Time to take away punch bowl
Published: 15 Dec. 2014, 23:26
As the world watches to see what Prime Minister Shinzo Abe does with his renewed mandate in Japan, my eyes are on Haruhiko Kuroda instead. After all, the Bank of Japan governor probably deserves about 90 percent of the credit for whatever success Abe’s reflation efforts have had thus far - in particular, a more than 70 percent rise in the benchmark Topix index. Whether the prime minister now goes further and implements the real structural reforms Japan needs depends as much on Kuroda as anyone else.
Abe’s victory was not as sweeping as might appear at first glance. Amid record-low turnout, his Liberal Democratic Party ended up with a couple fewer seats than previously - although still enough for the ruling coalition to maintain its two-thirds majority in the lower house of parliament. Not surprisingly, officials in Tokyo are talking less about politically difficult reforms and more about putting money in the hands of Japanese to spend.
Analysts are expecting a rush of new fiscal stimulus early in the new year. Kuroda, too, will face pressure to one-up himself when the BOJ meets on Friday. Like addicts looking for their next fix, markets want the central bank governor to outdo his “shock-and-awe” from April 2013 and recent Halloween surprise on Oct. 31, when he boosted bond purchases to about $700 billion annually.
It’s time for Kuroda to do exactly the opposite: hold his fire and prod Abe to begin doing his part to push through his “third arrow” of structural reforms. To this point, Kuroda has been a dutiful and circumspect policymaker - perhaps to a fault. Other than a brief flash of impatience with Abe’s foot-dragging in a May Wall Street Journal interview - when he said “implementation is key, and implementation should be swift” - Kuroda has held his tongue. Yet he bears a responsibility to play the honest broker role that monetary powers have over the years - from Paul Volcker at the Federal Reserve decades ago to Raghuram Rajan at the Reserve Bank of India today.

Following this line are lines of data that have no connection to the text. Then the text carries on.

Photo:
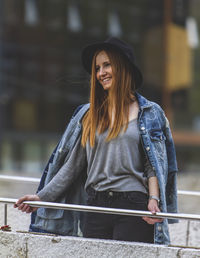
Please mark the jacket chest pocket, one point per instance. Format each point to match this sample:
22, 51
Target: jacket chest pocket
158, 141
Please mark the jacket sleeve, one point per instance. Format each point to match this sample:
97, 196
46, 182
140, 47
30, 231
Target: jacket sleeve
171, 186
66, 175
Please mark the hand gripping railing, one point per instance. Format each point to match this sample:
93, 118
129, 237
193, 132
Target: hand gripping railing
94, 208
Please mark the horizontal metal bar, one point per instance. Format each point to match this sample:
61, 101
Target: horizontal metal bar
19, 179
37, 180
191, 193
75, 207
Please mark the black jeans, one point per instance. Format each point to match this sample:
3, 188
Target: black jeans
118, 227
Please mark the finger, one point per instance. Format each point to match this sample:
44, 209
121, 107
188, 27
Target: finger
26, 206
151, 221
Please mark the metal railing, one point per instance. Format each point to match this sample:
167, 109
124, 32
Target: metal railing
84, 208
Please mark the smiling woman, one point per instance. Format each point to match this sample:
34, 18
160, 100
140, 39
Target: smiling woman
104, 70
112, 155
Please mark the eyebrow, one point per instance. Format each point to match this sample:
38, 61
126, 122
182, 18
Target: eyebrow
104, 62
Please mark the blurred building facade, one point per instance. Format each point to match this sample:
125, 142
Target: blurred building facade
42, 80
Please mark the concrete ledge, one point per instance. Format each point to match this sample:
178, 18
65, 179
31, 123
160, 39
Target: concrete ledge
185, 233
34, 246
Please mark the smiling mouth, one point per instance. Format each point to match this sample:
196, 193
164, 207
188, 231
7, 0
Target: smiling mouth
106, 80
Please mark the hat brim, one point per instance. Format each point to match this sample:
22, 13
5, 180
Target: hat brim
89, 51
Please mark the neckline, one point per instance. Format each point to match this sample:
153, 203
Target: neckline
132, 120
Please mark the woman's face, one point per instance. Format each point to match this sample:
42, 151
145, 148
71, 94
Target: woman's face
104, 70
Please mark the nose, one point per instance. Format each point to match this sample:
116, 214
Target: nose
102, 71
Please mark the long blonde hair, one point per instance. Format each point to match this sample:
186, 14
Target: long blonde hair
118, 98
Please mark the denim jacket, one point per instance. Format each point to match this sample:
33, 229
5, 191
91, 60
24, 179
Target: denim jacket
159, 147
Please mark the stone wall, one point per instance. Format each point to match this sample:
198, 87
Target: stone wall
33, 246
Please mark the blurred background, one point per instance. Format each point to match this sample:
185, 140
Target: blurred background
42, 80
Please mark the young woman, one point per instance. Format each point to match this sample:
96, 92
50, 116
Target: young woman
124, 143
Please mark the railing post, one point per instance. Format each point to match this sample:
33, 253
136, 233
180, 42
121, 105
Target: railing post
5, 213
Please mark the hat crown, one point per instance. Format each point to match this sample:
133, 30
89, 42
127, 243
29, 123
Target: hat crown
125, 48
120, 46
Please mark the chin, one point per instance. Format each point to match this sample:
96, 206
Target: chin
107, 87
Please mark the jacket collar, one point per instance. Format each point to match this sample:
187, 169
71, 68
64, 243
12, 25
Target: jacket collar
142, 101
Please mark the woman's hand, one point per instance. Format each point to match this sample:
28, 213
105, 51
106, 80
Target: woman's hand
153, 208
25, 207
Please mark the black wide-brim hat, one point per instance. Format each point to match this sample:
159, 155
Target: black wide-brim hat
120, 46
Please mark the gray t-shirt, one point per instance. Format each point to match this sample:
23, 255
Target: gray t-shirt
117, 165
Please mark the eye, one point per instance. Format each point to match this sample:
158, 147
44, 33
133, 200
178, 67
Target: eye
107, 64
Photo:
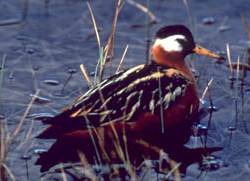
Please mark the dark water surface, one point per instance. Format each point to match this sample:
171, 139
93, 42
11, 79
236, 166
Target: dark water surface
46, 45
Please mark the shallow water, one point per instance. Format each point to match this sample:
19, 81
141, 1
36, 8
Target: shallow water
57, 35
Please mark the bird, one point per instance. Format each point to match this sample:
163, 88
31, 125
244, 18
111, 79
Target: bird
127, 116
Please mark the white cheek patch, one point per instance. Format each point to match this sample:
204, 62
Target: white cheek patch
171, 44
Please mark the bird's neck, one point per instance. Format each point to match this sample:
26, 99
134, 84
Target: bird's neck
172, 60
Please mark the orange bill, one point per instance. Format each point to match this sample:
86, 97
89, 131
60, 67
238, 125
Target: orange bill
203, 51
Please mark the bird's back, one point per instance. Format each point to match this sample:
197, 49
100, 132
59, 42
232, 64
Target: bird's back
123, 97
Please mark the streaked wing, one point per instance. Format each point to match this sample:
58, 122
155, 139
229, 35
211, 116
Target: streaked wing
126, 95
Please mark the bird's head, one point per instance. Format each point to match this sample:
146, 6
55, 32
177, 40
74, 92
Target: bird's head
174, 42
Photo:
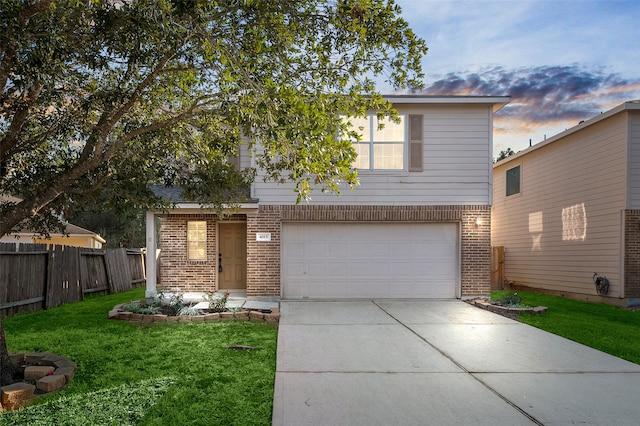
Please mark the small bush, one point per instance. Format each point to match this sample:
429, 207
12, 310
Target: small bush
189, 310
217, 303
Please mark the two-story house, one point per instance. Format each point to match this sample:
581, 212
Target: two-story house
567, 210
417, 226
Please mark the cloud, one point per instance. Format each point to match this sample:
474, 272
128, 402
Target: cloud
544, 99
540, 95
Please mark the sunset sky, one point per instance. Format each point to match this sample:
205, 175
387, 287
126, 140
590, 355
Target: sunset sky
561, 61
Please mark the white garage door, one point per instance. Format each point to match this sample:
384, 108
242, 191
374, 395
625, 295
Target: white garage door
367, 260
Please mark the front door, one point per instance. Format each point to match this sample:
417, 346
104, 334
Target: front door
232, 256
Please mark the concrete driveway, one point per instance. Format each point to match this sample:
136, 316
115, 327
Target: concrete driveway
397, 362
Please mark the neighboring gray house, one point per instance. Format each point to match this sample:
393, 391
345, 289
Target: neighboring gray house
417, 226
569, 207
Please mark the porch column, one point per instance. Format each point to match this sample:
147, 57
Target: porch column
151, 254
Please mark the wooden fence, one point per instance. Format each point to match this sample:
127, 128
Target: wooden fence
497, 268
35, 277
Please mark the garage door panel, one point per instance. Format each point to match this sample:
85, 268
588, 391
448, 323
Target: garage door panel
358, 260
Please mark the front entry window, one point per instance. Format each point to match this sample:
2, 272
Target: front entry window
197, 240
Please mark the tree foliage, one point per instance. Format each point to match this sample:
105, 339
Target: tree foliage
100, 98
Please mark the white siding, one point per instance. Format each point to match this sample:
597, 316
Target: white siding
457, 166
634, 160
566, 222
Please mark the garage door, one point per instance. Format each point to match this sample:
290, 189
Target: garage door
364, 260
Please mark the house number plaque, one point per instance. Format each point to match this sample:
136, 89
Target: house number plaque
263, 236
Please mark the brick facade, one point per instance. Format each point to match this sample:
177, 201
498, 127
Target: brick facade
632, 254
263, 257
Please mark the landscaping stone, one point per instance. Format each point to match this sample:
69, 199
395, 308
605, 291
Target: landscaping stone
51, 383
15, 396
51, 359
17, 358
36, 372
64, 363
34, 358
256, 316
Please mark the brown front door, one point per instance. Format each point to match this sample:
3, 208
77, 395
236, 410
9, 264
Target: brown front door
232, 256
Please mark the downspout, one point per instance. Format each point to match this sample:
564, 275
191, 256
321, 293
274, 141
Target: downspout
623, 251
151, 255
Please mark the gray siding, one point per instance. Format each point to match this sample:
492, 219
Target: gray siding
456, 159
566, 222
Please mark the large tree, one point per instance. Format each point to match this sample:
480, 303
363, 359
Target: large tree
100, 98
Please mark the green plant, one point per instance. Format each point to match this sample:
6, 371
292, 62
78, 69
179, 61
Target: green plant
176, 302
189, 310
144, 370
598, 325
217, 303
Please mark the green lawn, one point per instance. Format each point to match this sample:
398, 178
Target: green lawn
171, 374
608, 328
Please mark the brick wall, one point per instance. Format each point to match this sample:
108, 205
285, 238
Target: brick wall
176, 271
632, 254
263, 257
475, 247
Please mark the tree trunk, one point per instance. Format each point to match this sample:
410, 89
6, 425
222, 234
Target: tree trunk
7, 369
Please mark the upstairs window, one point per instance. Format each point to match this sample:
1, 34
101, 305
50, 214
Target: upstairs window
380, 149
197, 240
513, 181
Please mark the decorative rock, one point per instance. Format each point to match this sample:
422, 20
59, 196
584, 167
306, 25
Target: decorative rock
17, 359
64, 363
35, 357
37, 372
14, 396
51, 359
51, 383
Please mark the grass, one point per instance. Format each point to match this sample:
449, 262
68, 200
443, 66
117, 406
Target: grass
610, 329
156, 374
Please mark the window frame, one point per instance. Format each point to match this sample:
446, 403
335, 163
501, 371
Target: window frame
519, 181
371, 143
191, 253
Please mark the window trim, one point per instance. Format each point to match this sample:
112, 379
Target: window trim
371, 143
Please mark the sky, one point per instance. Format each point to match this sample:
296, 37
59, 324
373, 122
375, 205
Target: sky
561, 61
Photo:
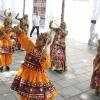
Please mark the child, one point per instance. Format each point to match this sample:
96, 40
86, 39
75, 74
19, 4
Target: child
95, 79
6, 46
31, 81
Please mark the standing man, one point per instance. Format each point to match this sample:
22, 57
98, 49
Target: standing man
35, 21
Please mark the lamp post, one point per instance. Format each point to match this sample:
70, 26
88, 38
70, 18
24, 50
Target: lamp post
63, 8
23, 7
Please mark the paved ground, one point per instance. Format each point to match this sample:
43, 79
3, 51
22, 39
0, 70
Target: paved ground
72, 84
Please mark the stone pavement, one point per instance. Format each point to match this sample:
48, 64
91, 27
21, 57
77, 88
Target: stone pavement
72, 84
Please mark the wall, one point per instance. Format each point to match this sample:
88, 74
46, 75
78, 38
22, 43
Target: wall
78, 16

On Friday, Kuroda should tell reporters, “Now that the election is over, it’s up to Prime Minister Abe to carry out the will of the people and deregulate the economy. For now, we at the BOJ have done all we can - and are willing to do - to make Abenomics a success.”
Stock traders would abhor such candor from a central bank that’s spent the last 21 months refilling the punch bowl. But a smart economist and wise tactician like Kuroda has to know this Japanese experiment will end very badly if Abe fails to encourage innovation, loosen labor markets, lower trade tariffs and cut red tape. If bond traders drive government bond yields higher and credit-rating companies pounce, the blame will fall squarely on Kuroda.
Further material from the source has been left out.